Zinc: This mineral is a key component of a healthy immune response because it helps modulate the immune system to prevent out of control inflammation that can do more harm than good. You can think of zinc as the great immune system balancer. Foods that are high in zinc are shellfish, legumes, seeds, nuts, eggs, and whole grains. Fitting just a few of these immune-boosting, nutrient-dense foods into your diet each day will do wonders to support your immune system and overall health and well-being.



Research shows that 70-80% of the immune system resides in your gut. So if your gut is healthy and thriving, your immune system will be also. It may come as a surprise, but what drives the gut-immune system relationship are actually the billions of beneficial bacteria that reside in our gut. These gut bacteria, known as our microbiome, communicate with our immune system to help keep us healthy from external invaders.

Certain beneficial bacteria (Acidolphus, L. Casei, and L. Rhamnosus) have been studied to be specifically important for a robust immune response.

And any fluctuations in the number and diversity of our beneficial gut bugs can have a negative impact on how our immune system functions.

A decrease in beneficial gut bacteria, called dysbiosis, can result in your gut becoming more permeable (or leaky). When your gut is leaky you are more susceptible to infection and negative reaction to foreign invaders.

Here are a few of my best tips to help support your gut, and in turn your immune, health:

  • Avoid foods that are hard on your gut (like alcohol, fried foods, and grains for some people)

  • Eat plenty of fermented foods or supplement with a probiotic

  • Eat a wide variety of prebiotic containing vegetables (like asparagus and leeks)

Supporting your gut health will go a long way in keeping your immune system in it’s best shape.



Staying hydrated is important for your body’s overall health and well-being.
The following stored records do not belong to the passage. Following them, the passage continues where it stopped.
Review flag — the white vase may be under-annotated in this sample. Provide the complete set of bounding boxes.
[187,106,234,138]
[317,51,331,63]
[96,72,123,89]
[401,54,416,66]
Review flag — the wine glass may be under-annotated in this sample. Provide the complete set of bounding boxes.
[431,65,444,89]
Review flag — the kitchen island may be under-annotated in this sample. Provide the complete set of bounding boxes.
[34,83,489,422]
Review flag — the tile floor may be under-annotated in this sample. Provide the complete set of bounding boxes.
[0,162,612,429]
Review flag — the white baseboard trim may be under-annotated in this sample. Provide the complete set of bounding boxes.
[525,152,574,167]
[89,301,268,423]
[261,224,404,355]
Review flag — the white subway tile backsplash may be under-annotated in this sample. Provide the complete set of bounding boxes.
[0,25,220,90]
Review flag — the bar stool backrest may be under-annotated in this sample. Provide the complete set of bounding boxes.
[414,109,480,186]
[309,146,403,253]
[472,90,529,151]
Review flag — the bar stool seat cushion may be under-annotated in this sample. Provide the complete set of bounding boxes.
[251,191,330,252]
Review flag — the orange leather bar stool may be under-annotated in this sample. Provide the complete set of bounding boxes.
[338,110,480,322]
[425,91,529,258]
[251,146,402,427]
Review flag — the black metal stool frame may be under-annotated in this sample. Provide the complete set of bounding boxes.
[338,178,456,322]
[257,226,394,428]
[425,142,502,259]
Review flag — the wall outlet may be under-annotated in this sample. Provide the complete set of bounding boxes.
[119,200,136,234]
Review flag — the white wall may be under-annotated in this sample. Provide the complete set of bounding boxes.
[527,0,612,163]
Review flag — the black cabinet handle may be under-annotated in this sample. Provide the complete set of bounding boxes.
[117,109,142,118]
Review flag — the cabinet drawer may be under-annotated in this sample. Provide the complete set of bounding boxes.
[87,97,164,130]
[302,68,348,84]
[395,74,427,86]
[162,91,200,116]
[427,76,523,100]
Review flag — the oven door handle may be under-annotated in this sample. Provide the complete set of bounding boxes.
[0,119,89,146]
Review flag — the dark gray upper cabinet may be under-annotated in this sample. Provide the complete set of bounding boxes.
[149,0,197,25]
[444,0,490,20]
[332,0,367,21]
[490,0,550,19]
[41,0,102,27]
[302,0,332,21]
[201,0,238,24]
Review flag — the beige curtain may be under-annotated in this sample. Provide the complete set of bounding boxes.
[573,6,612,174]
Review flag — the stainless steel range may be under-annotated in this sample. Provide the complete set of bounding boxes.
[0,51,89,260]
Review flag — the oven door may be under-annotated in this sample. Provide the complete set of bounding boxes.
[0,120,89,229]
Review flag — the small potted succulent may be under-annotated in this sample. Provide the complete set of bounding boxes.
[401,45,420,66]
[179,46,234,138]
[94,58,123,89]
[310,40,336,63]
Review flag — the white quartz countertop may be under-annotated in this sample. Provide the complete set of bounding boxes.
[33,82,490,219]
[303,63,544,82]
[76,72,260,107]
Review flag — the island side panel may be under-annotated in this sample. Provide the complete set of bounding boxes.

So it’s not too much of a stretch to believe drinking enough water would also be critical to support your immune system.

When you’re dehydrated your body’s overall volume of fluid (think blood and lymph) gets reduced.

The cells that are responsible for your immune response are carried through both of these fluids. So, when you’re dehydrated, your immune system can’t respond as efficiently as it could if you were drinking plenty of water.